As I was typing, my princess looked up at me, smiled, and said, ‘You’re in a good mood today!’ So I explained what I was doing with the website. Five minutes later, she tripped and ripped her school skirt. My immediate thought was that we’d have to buy a new skirt, and as she noticed my frown, she started to apologise.
I instantly checked myself and adjusted my face. She shouldn’t be sorry for falling just because it made me worry about money. I was just glad she wasn’t hurt. But she continued to apologise, suggested she could stitch the skirt herself, and it was quite a while before I could distract her inherited worries with pizza.
That’s when I realised how much my pessimism affects my daughter. She’s way too young to be that conscious of cash problems. A part of me says it’s good she understands the value of money. She has a bank account and knows how to save when she wants to buy something extra special. She has her own business making jewellery, and bakes cakes and cookies to sell to friends and neighbours. She’s very enterprising and is always coming up with inventive new ways to get rich, so I’m guaranteed her bills will always be paid.
But I worry that I may have created a monster. Is it normal for an 11-year-old to have such a keen awareness of cash, and of the need to make lots of it? Has my desire to raise a financially independent child made her too profit conscious instead? Is there any such thing as being too cash-oriented?
I know she’s not a miser or a scrooge, because she spends her money on candy, trinkets, and gifts for freidns and family, just like any other kid. I know she has a generous spirit and shares just as much as she keeps. And I know her intrinsic business sense never gets in the way of her school work. So I guess it’s a good thing.
The incident brought something else to mind. The point of the Happiness Project is to make you more aware of the joys in life, to help you be more conscious when you’re glad. But I noticed how quickly a happy moment fades.
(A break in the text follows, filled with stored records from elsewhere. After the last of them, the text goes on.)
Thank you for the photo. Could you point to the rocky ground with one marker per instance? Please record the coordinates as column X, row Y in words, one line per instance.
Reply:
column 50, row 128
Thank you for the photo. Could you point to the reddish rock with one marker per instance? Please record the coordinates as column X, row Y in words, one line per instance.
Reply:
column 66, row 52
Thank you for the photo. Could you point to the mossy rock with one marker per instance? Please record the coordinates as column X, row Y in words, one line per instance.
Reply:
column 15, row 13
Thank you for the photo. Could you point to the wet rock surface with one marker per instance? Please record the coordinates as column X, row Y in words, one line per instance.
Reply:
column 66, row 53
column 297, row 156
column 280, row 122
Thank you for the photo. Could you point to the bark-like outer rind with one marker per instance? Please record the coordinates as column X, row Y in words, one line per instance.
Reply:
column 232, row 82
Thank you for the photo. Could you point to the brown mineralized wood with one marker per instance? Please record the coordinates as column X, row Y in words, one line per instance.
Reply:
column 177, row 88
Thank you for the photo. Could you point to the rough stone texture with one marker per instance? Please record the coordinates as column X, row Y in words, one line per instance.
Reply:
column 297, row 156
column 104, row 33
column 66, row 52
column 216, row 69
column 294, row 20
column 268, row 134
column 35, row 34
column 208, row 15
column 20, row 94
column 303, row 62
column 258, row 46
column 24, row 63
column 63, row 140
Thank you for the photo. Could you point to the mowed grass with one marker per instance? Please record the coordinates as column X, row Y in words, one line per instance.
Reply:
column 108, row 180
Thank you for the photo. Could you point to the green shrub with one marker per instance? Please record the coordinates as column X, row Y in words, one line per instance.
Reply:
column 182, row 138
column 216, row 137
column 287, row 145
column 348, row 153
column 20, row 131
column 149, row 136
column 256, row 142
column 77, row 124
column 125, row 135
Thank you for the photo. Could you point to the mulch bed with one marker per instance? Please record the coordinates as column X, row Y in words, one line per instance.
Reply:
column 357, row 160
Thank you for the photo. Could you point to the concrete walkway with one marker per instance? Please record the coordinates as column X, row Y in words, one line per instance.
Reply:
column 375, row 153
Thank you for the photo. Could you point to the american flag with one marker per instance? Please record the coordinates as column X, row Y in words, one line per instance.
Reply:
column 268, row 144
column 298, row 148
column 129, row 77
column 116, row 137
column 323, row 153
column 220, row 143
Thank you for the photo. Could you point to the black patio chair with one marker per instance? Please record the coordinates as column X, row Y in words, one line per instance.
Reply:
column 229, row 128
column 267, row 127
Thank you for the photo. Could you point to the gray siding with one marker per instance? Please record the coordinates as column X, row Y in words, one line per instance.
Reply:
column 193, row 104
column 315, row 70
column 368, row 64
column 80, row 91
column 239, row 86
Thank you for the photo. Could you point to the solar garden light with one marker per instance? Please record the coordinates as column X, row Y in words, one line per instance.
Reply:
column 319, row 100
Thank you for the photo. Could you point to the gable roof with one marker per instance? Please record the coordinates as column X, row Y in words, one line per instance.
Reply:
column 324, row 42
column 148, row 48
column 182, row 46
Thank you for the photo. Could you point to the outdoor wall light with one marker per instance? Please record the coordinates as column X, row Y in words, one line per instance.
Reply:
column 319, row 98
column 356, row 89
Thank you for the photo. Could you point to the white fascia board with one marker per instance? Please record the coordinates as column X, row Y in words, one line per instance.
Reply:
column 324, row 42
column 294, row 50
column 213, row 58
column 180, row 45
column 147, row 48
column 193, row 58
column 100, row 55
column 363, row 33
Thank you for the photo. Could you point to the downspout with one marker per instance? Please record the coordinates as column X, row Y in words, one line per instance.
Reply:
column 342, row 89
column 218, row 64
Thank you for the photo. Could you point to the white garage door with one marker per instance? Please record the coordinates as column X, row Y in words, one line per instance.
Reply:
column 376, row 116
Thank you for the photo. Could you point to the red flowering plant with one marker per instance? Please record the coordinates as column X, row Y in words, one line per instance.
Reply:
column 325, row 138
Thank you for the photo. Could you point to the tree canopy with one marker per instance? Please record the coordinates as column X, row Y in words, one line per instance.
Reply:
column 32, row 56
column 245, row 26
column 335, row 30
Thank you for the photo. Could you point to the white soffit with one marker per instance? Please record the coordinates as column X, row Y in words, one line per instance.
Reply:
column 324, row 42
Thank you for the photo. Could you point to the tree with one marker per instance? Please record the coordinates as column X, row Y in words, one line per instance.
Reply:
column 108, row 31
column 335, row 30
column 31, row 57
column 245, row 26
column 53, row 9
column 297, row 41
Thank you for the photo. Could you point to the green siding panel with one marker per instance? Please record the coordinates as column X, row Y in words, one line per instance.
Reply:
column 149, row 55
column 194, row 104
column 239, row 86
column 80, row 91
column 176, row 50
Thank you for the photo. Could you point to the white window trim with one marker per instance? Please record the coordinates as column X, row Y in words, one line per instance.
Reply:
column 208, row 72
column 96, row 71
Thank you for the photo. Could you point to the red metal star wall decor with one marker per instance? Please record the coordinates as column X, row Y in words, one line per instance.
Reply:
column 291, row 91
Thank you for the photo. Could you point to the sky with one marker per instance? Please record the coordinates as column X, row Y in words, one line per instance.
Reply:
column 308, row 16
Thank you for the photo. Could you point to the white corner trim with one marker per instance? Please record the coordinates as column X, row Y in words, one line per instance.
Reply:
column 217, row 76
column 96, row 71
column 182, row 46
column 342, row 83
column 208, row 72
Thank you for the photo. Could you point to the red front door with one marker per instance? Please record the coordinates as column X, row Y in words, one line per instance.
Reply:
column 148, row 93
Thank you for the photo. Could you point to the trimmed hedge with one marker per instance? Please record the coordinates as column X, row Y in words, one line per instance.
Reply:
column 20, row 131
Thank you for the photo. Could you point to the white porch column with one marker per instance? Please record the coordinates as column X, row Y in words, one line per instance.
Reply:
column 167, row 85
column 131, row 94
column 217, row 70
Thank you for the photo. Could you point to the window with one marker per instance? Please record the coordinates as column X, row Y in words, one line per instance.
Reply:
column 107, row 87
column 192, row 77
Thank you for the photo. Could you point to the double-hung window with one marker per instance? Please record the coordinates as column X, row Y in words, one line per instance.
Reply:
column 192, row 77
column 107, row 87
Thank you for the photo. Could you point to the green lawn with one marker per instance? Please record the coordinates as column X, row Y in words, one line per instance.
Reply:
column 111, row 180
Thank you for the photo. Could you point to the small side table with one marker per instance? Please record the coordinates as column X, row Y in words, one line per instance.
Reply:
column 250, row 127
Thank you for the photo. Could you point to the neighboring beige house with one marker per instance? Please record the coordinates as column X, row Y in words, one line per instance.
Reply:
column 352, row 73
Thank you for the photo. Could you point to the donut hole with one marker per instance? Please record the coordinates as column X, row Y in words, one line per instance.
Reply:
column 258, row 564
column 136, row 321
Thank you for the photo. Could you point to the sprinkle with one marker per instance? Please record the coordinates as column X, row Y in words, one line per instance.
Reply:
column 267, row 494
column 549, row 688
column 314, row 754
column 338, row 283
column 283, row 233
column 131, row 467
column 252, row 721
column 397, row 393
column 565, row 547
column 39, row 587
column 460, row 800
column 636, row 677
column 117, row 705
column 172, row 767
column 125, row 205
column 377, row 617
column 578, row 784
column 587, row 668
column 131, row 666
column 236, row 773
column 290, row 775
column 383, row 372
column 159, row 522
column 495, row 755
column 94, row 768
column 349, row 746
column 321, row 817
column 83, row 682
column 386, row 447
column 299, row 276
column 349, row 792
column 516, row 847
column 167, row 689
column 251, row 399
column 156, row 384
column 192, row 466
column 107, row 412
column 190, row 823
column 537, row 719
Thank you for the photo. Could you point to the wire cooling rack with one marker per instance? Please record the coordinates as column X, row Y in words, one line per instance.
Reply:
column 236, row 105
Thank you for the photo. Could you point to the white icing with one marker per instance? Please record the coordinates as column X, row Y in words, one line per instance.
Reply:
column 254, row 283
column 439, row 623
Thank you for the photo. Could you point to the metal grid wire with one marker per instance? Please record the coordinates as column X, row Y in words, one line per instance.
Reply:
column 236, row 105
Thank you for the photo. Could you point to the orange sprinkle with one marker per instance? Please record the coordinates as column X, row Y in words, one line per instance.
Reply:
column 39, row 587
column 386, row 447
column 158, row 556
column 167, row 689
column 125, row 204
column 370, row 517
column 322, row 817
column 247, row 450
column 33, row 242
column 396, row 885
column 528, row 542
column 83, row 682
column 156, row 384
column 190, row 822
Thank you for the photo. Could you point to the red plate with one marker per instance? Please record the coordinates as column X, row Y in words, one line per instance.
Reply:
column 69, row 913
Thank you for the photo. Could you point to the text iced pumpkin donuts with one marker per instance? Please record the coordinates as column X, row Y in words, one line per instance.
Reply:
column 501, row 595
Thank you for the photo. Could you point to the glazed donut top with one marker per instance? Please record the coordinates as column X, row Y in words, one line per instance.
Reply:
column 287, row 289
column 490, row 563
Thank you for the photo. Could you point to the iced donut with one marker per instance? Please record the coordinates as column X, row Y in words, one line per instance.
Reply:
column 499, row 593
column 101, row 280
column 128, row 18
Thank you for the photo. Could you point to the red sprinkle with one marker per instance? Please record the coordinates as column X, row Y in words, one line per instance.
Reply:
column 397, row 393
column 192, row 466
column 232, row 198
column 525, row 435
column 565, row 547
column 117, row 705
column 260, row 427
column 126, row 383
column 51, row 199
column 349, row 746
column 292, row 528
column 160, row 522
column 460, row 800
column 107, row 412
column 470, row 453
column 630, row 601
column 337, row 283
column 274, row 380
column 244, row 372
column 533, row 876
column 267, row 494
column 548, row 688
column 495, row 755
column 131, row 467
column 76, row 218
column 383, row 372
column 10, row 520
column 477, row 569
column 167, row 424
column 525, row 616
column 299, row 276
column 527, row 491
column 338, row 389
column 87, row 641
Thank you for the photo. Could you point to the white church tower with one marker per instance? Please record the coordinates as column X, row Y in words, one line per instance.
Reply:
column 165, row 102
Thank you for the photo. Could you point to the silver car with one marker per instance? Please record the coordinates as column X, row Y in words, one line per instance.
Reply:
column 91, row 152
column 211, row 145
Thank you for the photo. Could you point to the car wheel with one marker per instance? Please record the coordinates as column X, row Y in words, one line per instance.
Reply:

For this 100 Happy Days thing to work for me, it should be 100 Happy Moments Daily. I would need to snap or write down every single trigger to a smile, because it’s way too easy for my mood to turn.
I wonder if a project like this can help me battle my depression, if I can pointedly focus on every single thing that makes me warm and fuzzy in a day and note it down, then maybe I’ll remember to be happy more than sad. Oh well, it beats popping endless happy pills.